What to think about
Taking corticosteroids by mouth and being physically inactive put people with lupus at great risk of bone thinning (osteoporosis). Getting an adequate supply of calcium and vitamin D may slow the bone thinning process. Your doctor may also prescribe bisphosphonates, a type of medicine that is also used for the prevention and treatment of osteoporosis. To learn more, see the topic Osteoporosis.
Lupus treatment is complicated by several things. The course and pattern of lupus symptoms vary widely. Flares and remissions can occur at any time, making it hard to tell how you are responding to treatment or which treatments are most helpful. Some treatment side effects can be as troubling as the symptoms of lupus.

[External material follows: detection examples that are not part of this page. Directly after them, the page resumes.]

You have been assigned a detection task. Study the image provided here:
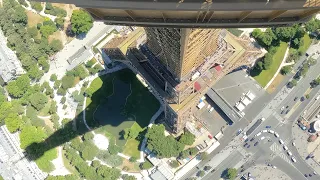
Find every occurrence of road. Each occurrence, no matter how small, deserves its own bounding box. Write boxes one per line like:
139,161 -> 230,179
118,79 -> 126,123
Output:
182,43 -> 320,179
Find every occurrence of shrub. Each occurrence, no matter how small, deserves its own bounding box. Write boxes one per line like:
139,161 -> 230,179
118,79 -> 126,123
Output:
170,160 -> 179,168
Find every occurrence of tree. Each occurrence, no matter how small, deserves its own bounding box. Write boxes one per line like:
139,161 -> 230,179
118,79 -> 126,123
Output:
29,92 -> 48,111
28,65 -> 44,81
54,17 -> 64,29
60,96 -> 66,104
4,113 -> 22,133
140,161 -> 153,169
145,125 -> 184,158
121,174 -> 137,180
49,39 -> 63,52
256,61 -> 263,71
199,152 -> 208,160
6,74 -> 30,98
179,131 -> 196,145
28,26 -> 38,38
305,18 -> 320,32
71,10 -> 93,35
203,166 -> 212,171
280,66 -> 292,75
263,53 -> 273,70
40,21 -> 57,38
227,168 -> 237,180
129,156 -> 137,162
97,166 -> 121,180
50,74 -> 58,82
197,170 -> 206,177
61,76 -> 74,90
170,160 -> 180,168
288,79 -> 298,88
310,77 -> 320,88
49,100 -> 57,114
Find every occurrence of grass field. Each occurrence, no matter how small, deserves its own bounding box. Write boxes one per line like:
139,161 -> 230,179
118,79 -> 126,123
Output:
299,33 -> 311,53
38,98 -> 51,116
267,73 -> 284,94
85,69 -> 160,149
26,11 -> 44,27
253,42 -> 288,87
227,28 -> 243,37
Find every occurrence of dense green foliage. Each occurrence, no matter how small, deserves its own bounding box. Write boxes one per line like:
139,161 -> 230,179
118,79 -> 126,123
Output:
179,131 -> 196,145
146,125 -> 184,158
71,10 -> 93,34
30,92 -> 48,111
30,1 -> 43,12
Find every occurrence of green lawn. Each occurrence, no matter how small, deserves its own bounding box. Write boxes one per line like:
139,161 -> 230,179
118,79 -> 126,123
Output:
122,139 -> 140,158
227,28 -> 243,37
85,69 -> 160,150
253,42 -> 288,87
299,33 -> 311,54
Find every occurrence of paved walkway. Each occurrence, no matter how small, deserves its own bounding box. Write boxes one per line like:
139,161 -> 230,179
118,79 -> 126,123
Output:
238,165 -> 291,180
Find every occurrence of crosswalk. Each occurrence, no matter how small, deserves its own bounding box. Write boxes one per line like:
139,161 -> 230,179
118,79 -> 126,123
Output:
270,142 -> 293,165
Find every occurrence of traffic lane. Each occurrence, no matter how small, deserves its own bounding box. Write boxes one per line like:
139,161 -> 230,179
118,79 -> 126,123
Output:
180,119 -> 248,180
270,156 -> 307,180
202,151 -> 244,180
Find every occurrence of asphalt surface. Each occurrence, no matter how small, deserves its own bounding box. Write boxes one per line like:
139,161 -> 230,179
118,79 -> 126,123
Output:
181,47 -> 320,179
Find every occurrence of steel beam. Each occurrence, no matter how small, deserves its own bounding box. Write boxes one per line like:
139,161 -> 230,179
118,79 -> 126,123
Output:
268,10 -> 287,22
238,11 -> 252,22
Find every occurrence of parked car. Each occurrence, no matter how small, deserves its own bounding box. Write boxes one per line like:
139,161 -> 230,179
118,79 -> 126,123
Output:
279,139 -> 284,144
268,130 -> 274,134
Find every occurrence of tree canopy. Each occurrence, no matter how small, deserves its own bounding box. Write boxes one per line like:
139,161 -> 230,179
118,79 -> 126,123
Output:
146,124 -> 184,157
71,10 -> 93,34
227,168 -> 237,180
6,74 -> 30,98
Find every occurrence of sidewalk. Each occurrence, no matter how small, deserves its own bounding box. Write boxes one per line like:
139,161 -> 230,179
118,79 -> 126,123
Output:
264,46 -> 290,89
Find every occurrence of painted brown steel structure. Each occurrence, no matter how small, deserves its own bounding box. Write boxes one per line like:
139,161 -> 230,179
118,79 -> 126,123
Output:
37,0 -> 320,28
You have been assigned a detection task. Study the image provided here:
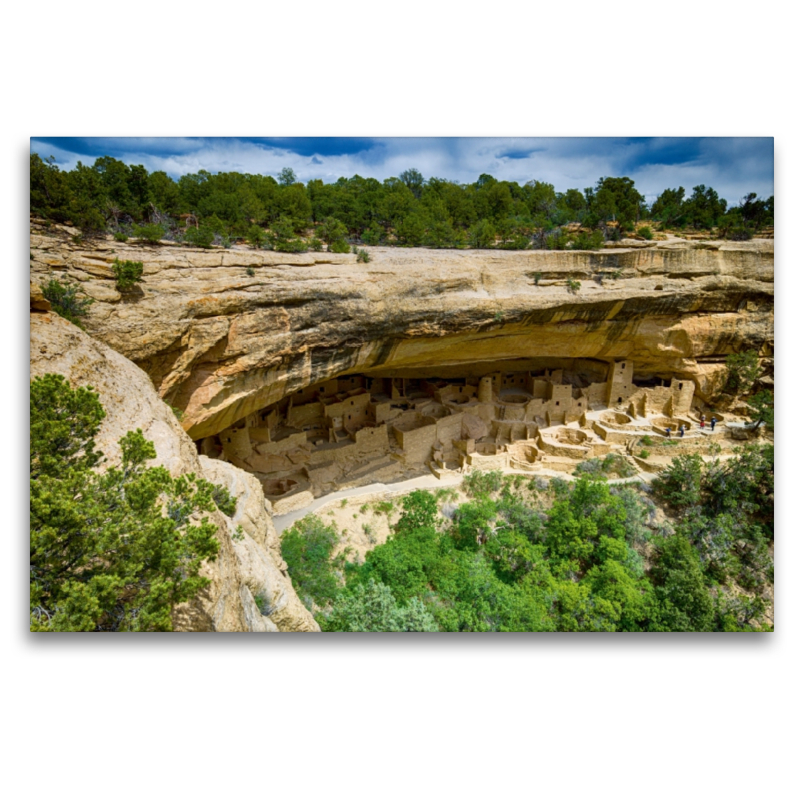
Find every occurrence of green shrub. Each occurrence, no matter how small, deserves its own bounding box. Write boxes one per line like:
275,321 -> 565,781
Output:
572,231 -> 605,250
545,228 -> 572,250
133,222 -> 166,244
320,580 -> 439,632
281,514 -> 344,609
361,222 -> 386,245
328,239 -> 350,253
467,219 -> 497,250
574,453 -> 636,480
725,350 -> 759,393
183,225 -> 214,249
111,258 -> 144,292
317,217 -> 349,248
247,225 -> 267,250
30,375 -> 219,631
375,500 -> 394,517
42,278 -> 94,329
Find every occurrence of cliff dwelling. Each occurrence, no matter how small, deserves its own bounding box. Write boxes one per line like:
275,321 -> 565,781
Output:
197,360 -> 708,514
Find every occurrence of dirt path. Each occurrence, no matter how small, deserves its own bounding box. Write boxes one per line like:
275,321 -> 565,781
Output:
272,469 -> 654,535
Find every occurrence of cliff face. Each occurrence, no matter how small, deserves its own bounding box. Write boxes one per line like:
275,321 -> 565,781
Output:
31,222 -> 774,439
30,310 -> 319,632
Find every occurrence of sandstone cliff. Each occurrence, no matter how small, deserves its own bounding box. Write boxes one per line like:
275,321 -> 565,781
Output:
31,226 -> 774,439
30,310 -> 319,631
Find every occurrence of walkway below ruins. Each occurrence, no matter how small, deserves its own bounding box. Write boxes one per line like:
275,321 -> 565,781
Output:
272,469 -> 655,535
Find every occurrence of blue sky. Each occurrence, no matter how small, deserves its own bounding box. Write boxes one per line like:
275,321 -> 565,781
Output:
31,137 -> 774,203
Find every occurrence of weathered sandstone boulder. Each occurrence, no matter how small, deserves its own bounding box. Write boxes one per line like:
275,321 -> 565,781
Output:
30,310 -> 319,631
31,223 -> 774,439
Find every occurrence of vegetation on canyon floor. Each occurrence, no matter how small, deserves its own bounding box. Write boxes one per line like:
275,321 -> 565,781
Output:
283,445 -> 774,631
30,154 -> 774,248
30,374 -> 236,631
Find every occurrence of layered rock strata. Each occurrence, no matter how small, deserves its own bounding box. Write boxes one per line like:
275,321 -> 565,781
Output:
31,226 -> 774,439
30,310 -> 319,632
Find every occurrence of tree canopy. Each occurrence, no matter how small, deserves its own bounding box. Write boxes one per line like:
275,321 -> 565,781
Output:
30,374 -> 235,631
30,153 -> 774,249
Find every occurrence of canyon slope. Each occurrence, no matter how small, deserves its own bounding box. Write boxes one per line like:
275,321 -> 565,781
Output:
30,306 -> 319,632
30,223 -> 774,440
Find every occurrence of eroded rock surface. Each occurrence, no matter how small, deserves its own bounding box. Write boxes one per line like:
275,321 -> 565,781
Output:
30,310 -> 319,631
31,223 -> 774,439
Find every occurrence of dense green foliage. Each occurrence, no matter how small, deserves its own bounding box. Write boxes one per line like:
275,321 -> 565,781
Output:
30,374 -> 235,631
42,278 -> 94,328
30,154 -> 774,247
284,456 -> 773,631
281,515 -> 344,609
650,185 -> 775,239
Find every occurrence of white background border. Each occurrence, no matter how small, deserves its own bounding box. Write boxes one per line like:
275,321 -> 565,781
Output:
6,1 -> 798,800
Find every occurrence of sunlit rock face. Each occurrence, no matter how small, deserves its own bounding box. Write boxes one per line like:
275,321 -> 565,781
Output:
31,222 -> 774,440
30,310 -> 319,632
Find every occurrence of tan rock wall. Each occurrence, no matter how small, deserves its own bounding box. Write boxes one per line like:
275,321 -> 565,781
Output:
30,313 -> 315,632
31,228 -> 774,438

It may not be possible to completely eliminate all of your symptoms for long periods of time, especially without the side effects from medicines. Work closely with your doctor to reach a balance between reasonably controlling your symptoms, preventing damage to your organs, and minimizing side effects of long-term drug treatment. For example, you may take a dose of medicine that will control lupus enough to prevent organ damage, but you may still have symptoms such as mild skin rash, muscle aches, and joint pain.
Using higher doses of medicines for a long time increases the risk of serious side effects. Your doctor will prescribe a dose that controls only the most serious, life-threatening symptoms and balances the risks of the medicines with the benefits of controlling your symptoms.